Is your organization ready for this never experienced and bigger than ever change?
Big Data brings many opportunities if used correctly. Big Data is not just this low-cost (lowest cost-per-byte) data storage platform anymore as it brings new use case possibilities as well. Use cases that were either very complex or costly to implement with traditional technologies, are now easily implemented within the Big Data domain. Big Data covers a wide spectrum of use cases which focus mainly on Advanced Analytics, Artificial Intelligence, Machine/ Deep Learning as well as the ability to have high computation and storage power cheap and ability to acquire/process/store structured/ unstructured, batch/ streaming data.
Additionally, it can be lucidly seen that one of the major advantages of Big Data use cases is that these are typically new business use cases; use cases that have never been implemented before. It is exciting to even think about how much more value Big Data use cases might bring compared to traditional ones.

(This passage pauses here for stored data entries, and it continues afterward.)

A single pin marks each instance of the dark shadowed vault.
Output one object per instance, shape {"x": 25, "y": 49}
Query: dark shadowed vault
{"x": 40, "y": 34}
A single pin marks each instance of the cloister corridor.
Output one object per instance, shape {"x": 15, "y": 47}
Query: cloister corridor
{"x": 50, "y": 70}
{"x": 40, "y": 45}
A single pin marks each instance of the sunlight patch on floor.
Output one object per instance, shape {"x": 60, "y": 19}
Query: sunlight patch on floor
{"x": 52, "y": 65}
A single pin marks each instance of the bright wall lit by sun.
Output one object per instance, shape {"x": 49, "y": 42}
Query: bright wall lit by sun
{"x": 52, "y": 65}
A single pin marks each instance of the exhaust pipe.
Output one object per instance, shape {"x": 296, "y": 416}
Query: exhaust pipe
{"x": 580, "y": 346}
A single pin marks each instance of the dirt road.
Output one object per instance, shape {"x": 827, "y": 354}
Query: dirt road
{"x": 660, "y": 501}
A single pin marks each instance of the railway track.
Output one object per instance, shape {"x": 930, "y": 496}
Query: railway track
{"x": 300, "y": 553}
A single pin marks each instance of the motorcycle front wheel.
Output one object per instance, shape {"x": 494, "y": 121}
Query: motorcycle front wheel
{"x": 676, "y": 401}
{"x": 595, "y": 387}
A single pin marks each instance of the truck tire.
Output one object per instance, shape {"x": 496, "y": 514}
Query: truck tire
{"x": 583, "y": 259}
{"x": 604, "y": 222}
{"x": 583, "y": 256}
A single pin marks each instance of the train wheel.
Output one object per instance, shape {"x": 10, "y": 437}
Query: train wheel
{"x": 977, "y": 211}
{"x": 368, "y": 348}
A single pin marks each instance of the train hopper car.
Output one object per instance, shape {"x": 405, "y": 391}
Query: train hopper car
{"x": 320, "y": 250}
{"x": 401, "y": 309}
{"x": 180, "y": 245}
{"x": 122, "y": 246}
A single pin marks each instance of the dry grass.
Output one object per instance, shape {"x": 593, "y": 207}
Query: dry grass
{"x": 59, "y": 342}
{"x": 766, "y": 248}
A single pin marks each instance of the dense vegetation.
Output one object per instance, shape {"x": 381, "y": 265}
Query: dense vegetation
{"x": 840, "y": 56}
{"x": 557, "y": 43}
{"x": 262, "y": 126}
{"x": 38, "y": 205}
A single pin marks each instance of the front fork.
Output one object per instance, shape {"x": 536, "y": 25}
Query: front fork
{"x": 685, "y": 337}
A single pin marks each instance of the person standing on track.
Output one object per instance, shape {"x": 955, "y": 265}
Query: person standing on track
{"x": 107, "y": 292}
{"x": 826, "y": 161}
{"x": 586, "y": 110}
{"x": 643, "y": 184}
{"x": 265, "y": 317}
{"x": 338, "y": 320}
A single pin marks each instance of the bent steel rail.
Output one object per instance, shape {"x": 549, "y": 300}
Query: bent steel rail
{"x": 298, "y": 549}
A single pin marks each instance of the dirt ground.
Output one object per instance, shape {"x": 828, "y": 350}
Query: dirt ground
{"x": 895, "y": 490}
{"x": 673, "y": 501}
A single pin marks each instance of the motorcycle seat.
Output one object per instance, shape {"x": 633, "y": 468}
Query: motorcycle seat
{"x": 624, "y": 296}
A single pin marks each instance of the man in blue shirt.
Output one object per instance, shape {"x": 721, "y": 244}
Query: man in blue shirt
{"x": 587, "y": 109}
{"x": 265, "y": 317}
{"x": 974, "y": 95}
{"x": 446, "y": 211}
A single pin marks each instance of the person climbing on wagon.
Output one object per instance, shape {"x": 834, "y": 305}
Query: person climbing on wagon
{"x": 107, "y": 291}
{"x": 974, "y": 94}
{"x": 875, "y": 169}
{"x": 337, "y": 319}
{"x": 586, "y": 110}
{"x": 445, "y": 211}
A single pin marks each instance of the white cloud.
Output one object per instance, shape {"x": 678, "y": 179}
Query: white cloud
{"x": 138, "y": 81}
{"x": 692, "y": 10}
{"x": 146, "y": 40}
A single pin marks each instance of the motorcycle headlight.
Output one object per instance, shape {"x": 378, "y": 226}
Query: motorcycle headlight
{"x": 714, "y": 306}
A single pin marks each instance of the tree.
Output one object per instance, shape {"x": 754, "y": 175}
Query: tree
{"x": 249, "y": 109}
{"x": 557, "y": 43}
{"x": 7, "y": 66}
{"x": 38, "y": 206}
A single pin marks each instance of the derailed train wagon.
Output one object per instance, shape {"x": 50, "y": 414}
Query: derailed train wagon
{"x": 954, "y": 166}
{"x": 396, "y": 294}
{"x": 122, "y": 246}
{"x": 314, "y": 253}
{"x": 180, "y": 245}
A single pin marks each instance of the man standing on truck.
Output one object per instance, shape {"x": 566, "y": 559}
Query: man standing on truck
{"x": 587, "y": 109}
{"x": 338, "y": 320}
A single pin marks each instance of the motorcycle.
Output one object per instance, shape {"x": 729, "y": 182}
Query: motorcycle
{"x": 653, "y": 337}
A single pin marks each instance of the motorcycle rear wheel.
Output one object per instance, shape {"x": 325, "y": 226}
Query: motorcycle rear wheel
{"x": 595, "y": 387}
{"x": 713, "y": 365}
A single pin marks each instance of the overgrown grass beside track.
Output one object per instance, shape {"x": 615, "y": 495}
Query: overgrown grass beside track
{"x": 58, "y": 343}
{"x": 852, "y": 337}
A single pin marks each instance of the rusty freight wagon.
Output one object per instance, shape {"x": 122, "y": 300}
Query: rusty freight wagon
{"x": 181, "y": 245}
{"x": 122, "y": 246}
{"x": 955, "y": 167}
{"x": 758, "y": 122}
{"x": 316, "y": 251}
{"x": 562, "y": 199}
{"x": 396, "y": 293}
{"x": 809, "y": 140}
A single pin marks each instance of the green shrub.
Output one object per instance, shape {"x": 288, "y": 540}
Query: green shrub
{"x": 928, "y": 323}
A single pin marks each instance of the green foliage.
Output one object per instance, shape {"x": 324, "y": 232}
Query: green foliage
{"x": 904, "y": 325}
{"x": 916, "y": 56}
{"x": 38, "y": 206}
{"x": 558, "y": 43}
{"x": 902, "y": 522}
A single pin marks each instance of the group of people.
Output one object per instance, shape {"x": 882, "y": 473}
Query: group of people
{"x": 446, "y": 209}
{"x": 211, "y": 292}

“Change before you have to”, Jack Welch
One thing is pretty obvious, with Big Data we have way more ammunition than we are used to. Meaning, we can reach and make use of all data available in the organization with different types of new and high-value use cases. The motivation to operationalize these use cases needs to be present at your organization as the future will bring more innovations. Operationalizing these use cases will ensure that your organization is constantly ready for the continuous, shorter life-cycle innovations that after a point result in singularity moments.
Vision for the future
The future definitely will be impacted by the data growth period we are currently going through. Moreover data growth will still keep on accelerating and the point where it will start to calm down is only prediction at the moment. With increasing level of competitiveness and higher expectations on organizations reaching business results faster, data will play a vital role. Organizations which are able to turn this into benefit will gain competitive advantage with new business models emerging from new Big Data based use cases. It is highly possible that organizations which are not able to keep up with Big Data and are late, will eventually also step towards Big Data. But this time the competitive nature of the advantage will no longer be valid. It will be a comparative advantage, that when realized it will not provide a lot of value relative to competitors, but if not realized it will affect organization’s competitiveness negatively.